Consider the following short dataframe example:
df = pd.DataFrame({'column1': [2, 4, 8, 0],
'column2': [2, 0, 0, 0],
'column3': ["test", 2, 1, 8]})
df.dtypes shows that the datatypes of the columns are:
column1 int64
column2 int64
column3 object
Now I would like to run sweetviz over this dataset to get a reporting on the columns and their data:
report = sv.analyze(df)
report.show_notebook()
Problem is, Sweetviz seems to realise that my column3 is mostly numbers even though it is of the type object. Now it is not generating the report but giving the following suggestion:
Convert series [column3] to a numerical value (if makes sense):
One way to do this is:
df['column3'] = pd.to_numeric(df['column3'], errors='coerce')

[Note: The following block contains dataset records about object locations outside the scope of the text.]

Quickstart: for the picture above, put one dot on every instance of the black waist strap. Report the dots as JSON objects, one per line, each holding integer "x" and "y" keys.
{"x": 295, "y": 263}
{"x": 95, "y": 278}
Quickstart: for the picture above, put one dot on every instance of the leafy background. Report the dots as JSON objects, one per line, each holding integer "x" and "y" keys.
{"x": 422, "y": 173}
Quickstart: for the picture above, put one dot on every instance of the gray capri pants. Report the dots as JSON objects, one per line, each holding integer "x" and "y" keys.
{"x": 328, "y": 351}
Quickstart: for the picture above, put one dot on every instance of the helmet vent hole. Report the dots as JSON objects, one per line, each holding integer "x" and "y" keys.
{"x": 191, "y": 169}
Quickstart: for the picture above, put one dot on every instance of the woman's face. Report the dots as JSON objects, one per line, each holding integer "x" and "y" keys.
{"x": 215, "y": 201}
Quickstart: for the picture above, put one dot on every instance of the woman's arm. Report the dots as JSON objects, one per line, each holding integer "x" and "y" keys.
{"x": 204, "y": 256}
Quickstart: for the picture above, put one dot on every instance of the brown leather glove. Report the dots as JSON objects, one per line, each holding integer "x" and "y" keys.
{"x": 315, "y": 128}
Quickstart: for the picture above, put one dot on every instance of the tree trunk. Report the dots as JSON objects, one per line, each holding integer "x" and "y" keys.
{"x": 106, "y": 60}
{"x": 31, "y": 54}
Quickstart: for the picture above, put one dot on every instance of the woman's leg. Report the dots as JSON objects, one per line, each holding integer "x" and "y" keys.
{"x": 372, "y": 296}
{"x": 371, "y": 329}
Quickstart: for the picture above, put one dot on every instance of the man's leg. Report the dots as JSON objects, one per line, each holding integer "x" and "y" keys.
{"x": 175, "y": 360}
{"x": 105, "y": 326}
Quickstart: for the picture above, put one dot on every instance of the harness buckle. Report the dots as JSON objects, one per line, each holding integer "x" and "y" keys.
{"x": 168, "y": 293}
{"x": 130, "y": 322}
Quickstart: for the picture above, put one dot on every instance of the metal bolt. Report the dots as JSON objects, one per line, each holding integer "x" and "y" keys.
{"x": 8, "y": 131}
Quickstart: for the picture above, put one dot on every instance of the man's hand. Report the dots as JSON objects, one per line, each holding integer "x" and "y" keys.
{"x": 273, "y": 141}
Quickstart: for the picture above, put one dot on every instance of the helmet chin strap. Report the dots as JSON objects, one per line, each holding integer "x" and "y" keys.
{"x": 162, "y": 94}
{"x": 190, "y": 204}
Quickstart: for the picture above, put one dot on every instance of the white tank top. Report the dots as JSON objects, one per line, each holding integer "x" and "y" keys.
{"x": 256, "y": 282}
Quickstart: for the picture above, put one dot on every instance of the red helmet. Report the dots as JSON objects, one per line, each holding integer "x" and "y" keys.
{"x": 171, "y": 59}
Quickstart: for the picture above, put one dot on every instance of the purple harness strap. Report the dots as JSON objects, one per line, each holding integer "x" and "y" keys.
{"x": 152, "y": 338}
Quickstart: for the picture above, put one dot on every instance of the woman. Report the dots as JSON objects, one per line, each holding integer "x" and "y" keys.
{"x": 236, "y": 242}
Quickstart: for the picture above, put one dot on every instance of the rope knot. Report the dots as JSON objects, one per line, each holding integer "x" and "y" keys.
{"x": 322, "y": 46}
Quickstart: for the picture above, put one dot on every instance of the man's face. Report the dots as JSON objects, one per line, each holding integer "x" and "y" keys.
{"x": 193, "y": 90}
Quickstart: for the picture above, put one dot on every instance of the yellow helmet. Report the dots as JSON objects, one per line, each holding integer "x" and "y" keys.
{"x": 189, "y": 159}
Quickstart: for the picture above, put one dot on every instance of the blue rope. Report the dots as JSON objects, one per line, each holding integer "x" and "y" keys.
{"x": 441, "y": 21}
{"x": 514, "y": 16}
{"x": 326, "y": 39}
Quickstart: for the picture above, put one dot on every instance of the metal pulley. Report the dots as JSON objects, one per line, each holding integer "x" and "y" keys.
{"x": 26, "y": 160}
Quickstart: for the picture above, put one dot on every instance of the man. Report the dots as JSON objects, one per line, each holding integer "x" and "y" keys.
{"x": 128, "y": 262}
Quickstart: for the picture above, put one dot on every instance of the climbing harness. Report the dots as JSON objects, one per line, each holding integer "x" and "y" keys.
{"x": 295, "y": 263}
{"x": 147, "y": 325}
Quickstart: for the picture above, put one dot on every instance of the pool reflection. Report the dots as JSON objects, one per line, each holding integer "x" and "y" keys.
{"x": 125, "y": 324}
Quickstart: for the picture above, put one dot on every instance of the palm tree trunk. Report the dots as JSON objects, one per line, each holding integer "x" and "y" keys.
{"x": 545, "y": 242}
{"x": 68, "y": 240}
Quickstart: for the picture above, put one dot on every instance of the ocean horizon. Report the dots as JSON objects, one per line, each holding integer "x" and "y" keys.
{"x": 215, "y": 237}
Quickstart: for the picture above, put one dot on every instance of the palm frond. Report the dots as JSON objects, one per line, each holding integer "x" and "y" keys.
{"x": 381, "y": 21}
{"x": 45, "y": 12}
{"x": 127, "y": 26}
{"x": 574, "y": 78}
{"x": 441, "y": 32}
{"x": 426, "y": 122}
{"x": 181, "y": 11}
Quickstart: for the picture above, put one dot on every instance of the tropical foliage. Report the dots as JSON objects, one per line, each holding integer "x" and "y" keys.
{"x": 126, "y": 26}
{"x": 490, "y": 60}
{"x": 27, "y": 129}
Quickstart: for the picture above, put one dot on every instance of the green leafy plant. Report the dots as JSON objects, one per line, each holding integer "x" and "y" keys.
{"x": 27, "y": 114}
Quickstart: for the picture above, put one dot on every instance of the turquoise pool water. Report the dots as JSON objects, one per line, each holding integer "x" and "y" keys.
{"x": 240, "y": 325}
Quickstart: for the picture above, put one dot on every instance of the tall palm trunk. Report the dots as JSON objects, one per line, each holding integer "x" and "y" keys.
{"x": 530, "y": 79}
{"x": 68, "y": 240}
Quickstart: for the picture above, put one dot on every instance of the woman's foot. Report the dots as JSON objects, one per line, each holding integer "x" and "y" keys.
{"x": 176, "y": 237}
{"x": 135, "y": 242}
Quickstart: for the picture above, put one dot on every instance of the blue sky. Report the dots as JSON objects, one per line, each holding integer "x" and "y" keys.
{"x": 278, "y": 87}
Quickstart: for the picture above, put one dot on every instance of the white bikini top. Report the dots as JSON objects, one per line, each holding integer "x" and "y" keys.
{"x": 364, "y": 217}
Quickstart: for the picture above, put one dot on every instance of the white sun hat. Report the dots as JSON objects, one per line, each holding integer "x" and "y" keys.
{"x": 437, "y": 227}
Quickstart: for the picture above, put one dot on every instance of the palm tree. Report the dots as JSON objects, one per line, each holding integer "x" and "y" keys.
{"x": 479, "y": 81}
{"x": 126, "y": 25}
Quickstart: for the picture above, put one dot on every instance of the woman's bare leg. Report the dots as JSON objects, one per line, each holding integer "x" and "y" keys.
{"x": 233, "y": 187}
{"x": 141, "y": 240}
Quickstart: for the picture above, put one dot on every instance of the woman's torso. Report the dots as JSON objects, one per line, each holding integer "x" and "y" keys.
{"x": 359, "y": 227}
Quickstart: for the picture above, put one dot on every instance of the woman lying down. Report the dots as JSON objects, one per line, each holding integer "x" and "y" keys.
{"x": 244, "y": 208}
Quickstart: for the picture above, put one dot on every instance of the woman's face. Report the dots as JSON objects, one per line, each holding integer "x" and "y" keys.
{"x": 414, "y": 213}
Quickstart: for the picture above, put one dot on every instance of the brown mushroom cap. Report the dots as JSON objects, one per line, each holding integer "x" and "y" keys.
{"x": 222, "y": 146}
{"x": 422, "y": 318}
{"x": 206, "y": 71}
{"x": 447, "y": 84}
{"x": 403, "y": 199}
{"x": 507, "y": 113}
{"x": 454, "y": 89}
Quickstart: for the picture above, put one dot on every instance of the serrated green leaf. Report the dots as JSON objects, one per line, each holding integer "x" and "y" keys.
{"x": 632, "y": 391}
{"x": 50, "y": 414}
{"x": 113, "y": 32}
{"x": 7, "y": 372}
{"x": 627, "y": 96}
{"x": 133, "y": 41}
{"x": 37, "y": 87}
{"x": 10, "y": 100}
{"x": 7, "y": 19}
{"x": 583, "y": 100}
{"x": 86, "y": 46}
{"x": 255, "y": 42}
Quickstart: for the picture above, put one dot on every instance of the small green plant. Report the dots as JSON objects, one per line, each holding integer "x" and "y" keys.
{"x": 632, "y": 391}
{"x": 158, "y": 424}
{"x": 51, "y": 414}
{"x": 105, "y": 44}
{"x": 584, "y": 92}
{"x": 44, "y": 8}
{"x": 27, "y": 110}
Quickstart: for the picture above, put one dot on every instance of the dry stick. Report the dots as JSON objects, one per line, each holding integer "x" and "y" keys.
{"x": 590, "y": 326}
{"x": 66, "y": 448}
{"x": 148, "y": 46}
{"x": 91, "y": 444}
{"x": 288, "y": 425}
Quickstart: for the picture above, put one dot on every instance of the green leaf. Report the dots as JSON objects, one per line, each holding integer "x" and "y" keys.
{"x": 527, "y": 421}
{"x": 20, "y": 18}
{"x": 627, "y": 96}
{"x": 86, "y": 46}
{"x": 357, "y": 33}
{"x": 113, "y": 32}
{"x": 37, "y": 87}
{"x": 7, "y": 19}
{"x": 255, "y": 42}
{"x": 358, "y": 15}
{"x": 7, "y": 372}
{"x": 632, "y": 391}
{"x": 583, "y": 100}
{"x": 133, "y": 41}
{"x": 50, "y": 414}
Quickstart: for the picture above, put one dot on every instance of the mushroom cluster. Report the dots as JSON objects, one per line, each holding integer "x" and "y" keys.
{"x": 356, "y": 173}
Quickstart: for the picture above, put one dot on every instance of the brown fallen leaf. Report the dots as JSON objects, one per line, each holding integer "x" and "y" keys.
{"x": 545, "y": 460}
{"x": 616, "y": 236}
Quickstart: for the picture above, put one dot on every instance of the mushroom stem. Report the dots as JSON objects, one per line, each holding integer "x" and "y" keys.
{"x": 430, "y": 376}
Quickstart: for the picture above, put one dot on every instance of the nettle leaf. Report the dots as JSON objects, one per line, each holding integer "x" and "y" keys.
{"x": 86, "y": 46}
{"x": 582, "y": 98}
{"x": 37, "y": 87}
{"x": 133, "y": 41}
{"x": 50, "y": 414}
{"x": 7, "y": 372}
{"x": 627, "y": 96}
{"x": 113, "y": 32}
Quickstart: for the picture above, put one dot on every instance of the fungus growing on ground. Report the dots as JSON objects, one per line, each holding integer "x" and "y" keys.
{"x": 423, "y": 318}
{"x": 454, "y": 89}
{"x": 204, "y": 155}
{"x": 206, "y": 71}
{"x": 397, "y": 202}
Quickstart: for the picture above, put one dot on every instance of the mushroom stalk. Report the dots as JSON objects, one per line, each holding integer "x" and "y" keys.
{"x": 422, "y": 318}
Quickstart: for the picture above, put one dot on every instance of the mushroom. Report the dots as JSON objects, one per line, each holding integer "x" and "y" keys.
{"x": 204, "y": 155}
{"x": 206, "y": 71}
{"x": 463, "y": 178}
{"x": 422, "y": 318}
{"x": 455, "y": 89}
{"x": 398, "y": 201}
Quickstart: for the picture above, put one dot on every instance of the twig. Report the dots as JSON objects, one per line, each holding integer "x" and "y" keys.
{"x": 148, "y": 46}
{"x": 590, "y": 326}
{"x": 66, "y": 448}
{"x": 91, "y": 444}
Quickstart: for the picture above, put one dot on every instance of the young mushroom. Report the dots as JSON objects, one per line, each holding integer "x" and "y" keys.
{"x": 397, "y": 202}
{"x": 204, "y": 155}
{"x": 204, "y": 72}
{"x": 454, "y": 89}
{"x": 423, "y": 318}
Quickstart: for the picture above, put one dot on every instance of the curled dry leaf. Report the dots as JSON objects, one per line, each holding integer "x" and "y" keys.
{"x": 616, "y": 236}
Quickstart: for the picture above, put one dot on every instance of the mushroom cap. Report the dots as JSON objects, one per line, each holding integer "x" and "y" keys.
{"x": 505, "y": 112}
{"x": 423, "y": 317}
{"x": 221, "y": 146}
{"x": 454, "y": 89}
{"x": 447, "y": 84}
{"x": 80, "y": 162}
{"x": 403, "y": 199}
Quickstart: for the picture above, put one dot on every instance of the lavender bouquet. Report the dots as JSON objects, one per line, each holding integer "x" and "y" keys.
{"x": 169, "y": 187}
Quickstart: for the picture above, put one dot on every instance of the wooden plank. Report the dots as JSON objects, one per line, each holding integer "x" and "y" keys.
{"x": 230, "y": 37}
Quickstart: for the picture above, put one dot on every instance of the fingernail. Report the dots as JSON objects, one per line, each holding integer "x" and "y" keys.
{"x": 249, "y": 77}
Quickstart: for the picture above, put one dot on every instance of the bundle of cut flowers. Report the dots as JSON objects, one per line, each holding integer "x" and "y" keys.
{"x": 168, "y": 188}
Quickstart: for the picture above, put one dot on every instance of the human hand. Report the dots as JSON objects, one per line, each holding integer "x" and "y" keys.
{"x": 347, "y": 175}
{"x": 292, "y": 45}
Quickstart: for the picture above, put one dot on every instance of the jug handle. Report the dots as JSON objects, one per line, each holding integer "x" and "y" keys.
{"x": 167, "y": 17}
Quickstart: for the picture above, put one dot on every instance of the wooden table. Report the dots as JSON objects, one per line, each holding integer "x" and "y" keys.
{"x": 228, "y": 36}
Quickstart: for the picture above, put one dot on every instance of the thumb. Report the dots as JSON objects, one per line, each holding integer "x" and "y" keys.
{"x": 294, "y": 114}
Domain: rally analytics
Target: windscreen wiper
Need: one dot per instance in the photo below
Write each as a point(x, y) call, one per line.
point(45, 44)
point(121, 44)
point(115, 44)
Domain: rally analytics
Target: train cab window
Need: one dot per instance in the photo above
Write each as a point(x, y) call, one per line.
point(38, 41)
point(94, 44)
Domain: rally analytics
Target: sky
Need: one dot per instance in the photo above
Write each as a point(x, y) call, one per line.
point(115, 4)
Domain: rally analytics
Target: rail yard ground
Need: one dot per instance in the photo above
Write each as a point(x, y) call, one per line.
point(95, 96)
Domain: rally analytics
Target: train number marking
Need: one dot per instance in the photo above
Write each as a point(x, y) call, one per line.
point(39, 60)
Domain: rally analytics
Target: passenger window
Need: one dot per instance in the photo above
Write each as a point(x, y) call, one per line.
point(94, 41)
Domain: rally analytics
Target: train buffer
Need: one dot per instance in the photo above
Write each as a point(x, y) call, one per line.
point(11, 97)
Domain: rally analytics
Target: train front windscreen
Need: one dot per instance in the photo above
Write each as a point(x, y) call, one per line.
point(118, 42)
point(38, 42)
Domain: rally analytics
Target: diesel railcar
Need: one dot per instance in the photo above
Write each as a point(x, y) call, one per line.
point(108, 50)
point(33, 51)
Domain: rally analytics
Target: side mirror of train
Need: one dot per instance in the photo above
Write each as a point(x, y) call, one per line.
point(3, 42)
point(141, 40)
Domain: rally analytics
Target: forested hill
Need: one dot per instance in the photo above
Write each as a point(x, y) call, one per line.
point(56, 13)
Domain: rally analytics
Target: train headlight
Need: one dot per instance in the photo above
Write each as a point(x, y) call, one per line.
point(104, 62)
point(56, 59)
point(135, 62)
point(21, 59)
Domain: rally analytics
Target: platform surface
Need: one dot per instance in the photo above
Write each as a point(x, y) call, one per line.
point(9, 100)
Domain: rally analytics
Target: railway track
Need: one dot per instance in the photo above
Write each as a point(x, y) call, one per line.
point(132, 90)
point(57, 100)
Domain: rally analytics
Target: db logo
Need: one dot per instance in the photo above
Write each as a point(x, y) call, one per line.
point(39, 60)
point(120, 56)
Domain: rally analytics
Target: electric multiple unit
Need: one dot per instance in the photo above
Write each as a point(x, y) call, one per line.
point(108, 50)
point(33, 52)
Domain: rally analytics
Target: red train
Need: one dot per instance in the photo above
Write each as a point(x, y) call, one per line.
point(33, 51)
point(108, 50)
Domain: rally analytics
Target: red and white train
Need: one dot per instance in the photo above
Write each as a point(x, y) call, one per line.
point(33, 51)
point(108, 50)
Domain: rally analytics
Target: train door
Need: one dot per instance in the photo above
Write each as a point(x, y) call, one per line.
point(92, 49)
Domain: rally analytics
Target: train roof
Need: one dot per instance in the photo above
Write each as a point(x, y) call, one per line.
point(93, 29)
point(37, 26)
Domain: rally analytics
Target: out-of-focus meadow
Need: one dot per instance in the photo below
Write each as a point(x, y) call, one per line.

Unfortunately this isn’t an option, because I want the report also to highlight misused columns in my Data, so I want to treat the column as object even though only a small fraction of the values are not numbers.
I have played around with the parameters that sweetviz allows:
feature_config = sv.FeatureConfig(force_text=['column3'])
report = sv.analyze(df)
report.show_notebook()
For example I would expect sweetviz with this config to treat column3 as text and ignore the type detection implemented in sweetviz.
Unfortunately I get the same suggestion to convert the column to numeric and convert the string values to NaN.
I also tried the other possible parameters for column3 skip, force_cat, force_num.
force_cat, force_num don’t help at all leading to the same result.
Skip leaves column3 out in the report which is also not a solution.
Any way to force sweetviz to leave the object-typed column3 as it is and analyze it?